Top
Best
New

Posted by lcolucci 3 hours ago

Show HN: LemonSlice – Upgrade your voice agents to real-time video

Hey HN, we're the co-founders of LemonSlice (try our HN playground here: https://lemonslice.com/hn). We train interactive avatar video models. Our API lets you upload a photo and immediately jump into a FaceTime-style call with that character. Here's a demo: https://www.loom.com/share/941577113141418e80d2834c83a5a0a9

Chatbots are everywhere and voice AI has taken off, but we believe video avatars will be the most common form factor for conversational AI. Most people would rather watch something than read it. The problem is that generating video in real-time is hard, and overcoming the uncanny valley is even harder.

We haven’t broken the uncanny valley yet. Nobody has. But we’re getting close and our photorealistic avatars are currently best-in-class (judge for yourself: https://lemonslice.com/try/taylor). Plus, we're the only avatar model that can do animals and heavily stylized cartoons. Try it: https://lemonslice.com/try/alien. Warning! Talking to this little guy may improve your mood.

Today we're releasing our new model* - Lemon Slice 2, a 20B-parameter diffusion transformer that generates infinite-length video at 20fps on a single GPU - and opening up our API.

How did we get a video diffusion model to run in real-time? There was no single trick, just a lot of them stacked together. The first big change was making our model causal. Standard video diffusion models are bidirectional (they look at frames both before and after the current one), which means you can't stream.

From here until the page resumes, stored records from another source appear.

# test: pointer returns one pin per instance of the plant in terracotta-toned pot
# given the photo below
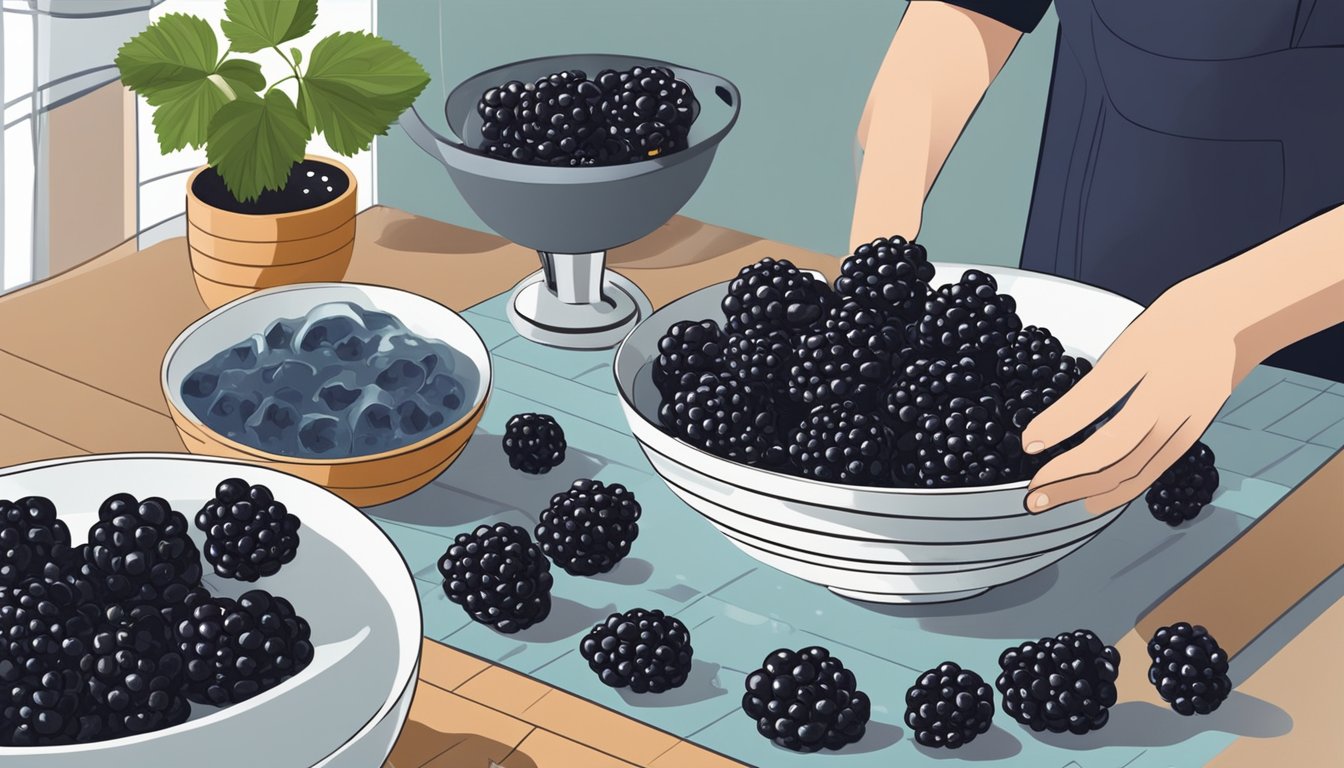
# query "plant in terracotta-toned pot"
(262, 213)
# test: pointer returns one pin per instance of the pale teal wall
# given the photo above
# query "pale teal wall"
(804, 67)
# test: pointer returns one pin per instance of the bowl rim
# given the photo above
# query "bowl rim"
(764, 475)
(178, 405)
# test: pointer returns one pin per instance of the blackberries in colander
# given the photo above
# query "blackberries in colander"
(30, 538)
(1190, 669)
(1186, 487)
(135, 673)
(249, 533)
(890, 276)
(534, 443)
(807, 701)
(1062, 683)
(589, 527)
(238, 648)
(499, 577)
(839, 443)
(686, 351)
(725, 417)
(141, 553)
(774, 295)
(645, 651)
(949, 706)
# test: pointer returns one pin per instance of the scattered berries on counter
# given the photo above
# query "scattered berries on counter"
(1186, 487)
(534, 443)
(949, 706)
(589, 527)
(807, 701)
(1062, 683)
(643, 650)
(1190, 669)
(499, 577)
(249, 534)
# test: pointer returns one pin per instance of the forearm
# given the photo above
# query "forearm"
(940, 63)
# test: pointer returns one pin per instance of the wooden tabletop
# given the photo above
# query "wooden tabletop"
(79, 359)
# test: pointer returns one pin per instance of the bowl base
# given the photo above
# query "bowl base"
(907, 599)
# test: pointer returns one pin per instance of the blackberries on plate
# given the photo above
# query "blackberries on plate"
(807, 701)
(238, 648)
(1190, 669)
(589, 527)
(499, 577)
(249, 533)
(1184, 488)
(645, 651)
(1062, 683)
(534, 443)
(949, 706)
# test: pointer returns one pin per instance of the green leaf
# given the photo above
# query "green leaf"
(256, 24)
(254, 143)
(355, 86)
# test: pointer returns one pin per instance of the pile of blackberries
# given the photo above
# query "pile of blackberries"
(565, 119)
(116, 636)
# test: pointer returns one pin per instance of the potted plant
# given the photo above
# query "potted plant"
(262, 211)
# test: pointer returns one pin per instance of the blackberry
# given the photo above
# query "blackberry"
(499, 577)
(848, 357)
(249, 534)
(725, 417)
(31, 535)
(1190, 669)
(1186, 487)
(645, 651)
(807, 701)
(1066, 683)
(648, 109)
(135, 673)
(589, 527)
(686, 351)
(774, 295)
(534, 443)
(840, 444)
(949, 706)
(141, 553)
(890, 276)
(238, 648)
(968, 316)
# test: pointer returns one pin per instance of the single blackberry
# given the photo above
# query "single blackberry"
(249, 534)
(645, 651)
(499, 577)
(839, 443)
(725, 417)
(1059, 683)
(967, 443)
(1190, 669)
(967, 316)
(141, 553)
(890, 276)
(589, 527)
(31, 535)
(534, 443)
(238, 648)
(135, 673)
(686, 351)
(850, 357)
(807, 701)
(1186, 487)
(774, 295)
(949, 706)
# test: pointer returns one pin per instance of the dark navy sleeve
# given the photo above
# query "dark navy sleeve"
(1022, 15)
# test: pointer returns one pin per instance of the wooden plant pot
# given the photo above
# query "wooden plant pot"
(235, 253)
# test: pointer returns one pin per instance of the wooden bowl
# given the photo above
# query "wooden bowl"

From there it was about fitting everything on one GPU. We switched from full to sliding window attention, which killed our memory bottleneck. We distilled from 40 denoising steps down to just a few - quality degraded less than we feared, especially after using GAN-based distillation (though tuning that adversarial loss to avoid mode collapse was its own adventure).

And the rest was inference work: modifying RoPE from complex to real (this one was cool!), precision tuning, fusing kernels, a special rolling KV cache, lots of other caching, and more. We kept shaving off milliseconds wherever we could and eventually got to real-time.

We set up a guest playground for HN so you can create and talk to characters without logging in: https://lemonslice.com/hn. For those who want to build with our API (we have a new LiveKit integration that we’re pumped about!), grab a coupon code in the HN playground for your first Pro month free ($100 value). See the docs: https://lemonslice.com/docs. Pricing is usage-based at $0.12-0.20/min for video generation.

Looking forward to your feedback!

EDIT: Tell us what characters you want to see in the comments and we can make them for you to talk to (e.g. Max Headroom)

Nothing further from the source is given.